Bug #61849
openCeph balancer should probably run on unhealthy pool when it would make the pool healthy
0%
Description
The balancer does not run when a pool is unhealthy, see https://docs.ceph.com/en/quincy/rados/operations/balancer/#throttling
When the cluster is healthy, the balancer will [run]
This unfortunately means that a cluster can get stuck in an unhealthy state which the balancer would fix.
For example, I upgraded a cluster from a 2-machine, "osd"-failure-domain "size = 2" replication to a "host"-failure-domain "size = 3" replication.
Let's say the old machines are "node-1", "node-2", and "node-3" was added
The above change means it had to move a lot of PGs, including some from node-1 to node-2 (because before the "osd"-failure-domain allowed a PG is to be on 2 OSDs on the same host).
It got stuck in this state, with "Low space hindering backfill", on my Ceph 16.2.7:
cluster: id: 067f0bf9-893c-4b23-a27c-56e8685e9d5c health: HEALTH_WARN 3 nearfull osd(s) Low space hindering backfill (add storage if this doesn't resolve itself): 10 pgs backfill_toofull Degraded data redundancy: 1390436/239568771 objects degraded (0.580%), 10 pgs degraded, 10 pgs undersized 1 pool(s) nearfull services: mon: 3 daemons, quorum node-2,node-3,node-1 (age 5d) mgr: node-1(active, since 5d), standbys: node-2, node-3 mds: 1/1 daemons up, 2 standby osd: 36 osds: 36 up (since 5d), 36 in (since 10d); 10 remapped pgs data: volumes: 1/1 healthy pools: 4 pools, 641 pgs objects: 79.87M objects, 114 TiB usage: 343 TiB used, 96 TiB / 439 TiB avail pgs: 1390436/239568771 objects degraded (0.580%) 1265017/239568771 objects misplaced (0.528%) 631 active+clean 10 active+undersized+degraded+remapped+backfill_toofull
I believe the "10 pgs backfill_toofull" is because the due to the unbalancedness of the cluster, the PG moves from node-1 to node-2 were impossible.
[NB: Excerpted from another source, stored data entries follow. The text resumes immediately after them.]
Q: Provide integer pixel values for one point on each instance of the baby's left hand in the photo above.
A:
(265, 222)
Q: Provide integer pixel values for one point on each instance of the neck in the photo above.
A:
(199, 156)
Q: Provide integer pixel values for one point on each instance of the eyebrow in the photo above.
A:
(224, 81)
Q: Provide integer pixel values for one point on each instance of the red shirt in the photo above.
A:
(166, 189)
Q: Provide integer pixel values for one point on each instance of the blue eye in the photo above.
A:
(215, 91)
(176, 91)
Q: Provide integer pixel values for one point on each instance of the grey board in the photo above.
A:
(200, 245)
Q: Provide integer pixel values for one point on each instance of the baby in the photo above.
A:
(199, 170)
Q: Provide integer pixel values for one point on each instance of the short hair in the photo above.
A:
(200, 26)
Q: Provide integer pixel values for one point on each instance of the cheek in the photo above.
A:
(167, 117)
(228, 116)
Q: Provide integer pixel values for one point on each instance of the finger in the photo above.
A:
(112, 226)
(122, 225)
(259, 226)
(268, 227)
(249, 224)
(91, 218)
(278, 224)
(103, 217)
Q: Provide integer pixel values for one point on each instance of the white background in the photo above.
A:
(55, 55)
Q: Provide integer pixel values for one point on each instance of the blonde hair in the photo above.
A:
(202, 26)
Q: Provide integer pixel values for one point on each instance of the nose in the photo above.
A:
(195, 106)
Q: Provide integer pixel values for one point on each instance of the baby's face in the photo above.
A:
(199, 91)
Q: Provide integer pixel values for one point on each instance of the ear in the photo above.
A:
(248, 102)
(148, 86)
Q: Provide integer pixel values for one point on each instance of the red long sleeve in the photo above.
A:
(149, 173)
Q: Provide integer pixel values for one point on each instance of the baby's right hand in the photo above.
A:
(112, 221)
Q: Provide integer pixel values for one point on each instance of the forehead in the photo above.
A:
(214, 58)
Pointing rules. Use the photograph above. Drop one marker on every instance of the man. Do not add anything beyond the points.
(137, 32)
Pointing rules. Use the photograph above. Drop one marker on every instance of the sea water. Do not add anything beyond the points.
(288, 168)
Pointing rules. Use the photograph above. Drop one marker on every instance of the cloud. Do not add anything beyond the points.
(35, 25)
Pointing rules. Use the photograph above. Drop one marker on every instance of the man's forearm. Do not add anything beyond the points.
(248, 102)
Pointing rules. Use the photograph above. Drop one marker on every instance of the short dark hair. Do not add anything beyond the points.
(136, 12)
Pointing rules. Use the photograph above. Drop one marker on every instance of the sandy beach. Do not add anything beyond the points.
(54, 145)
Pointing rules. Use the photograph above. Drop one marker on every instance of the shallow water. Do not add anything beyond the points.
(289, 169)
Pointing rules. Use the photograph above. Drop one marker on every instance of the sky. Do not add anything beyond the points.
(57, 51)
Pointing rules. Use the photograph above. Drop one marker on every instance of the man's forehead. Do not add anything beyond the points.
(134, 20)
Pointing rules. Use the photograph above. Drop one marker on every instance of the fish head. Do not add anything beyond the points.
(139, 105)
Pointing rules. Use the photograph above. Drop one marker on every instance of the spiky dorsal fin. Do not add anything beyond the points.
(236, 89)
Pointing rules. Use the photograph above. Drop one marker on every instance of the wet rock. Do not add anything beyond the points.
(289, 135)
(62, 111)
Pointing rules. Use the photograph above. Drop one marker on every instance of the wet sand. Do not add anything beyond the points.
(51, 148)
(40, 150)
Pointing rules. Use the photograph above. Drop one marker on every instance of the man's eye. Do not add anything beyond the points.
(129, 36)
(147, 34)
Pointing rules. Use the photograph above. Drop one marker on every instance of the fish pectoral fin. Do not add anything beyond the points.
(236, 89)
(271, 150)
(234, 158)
That is even though with the newly added machine, the cluster has a lot of free space.
There's a vicious cycle:
backfill_toofull -> cluster is not healthy -> balancer does not run -> backfill_toofull
This has also been reported e.g. on: https://old.reddit.com/r/ceph/comments/ouk623/unbalanced_osds_backfilling_constantly_balancer/
Note I found a possibly related/confounding issue in which PGs are marked as backfill_toofull even though OSDs are apparently not counted as full: https://tracker.ceph.com/issues/61839
Overall I think it would make sense for balancing not prevented when the cluster is unhealthy, as balancing can help (and in this case, seems required) to make the cluster healthy.
Updated by Konstantin Shalygin 9 months ago
- Project changed from Ceph to mgr
- Category set to balancer module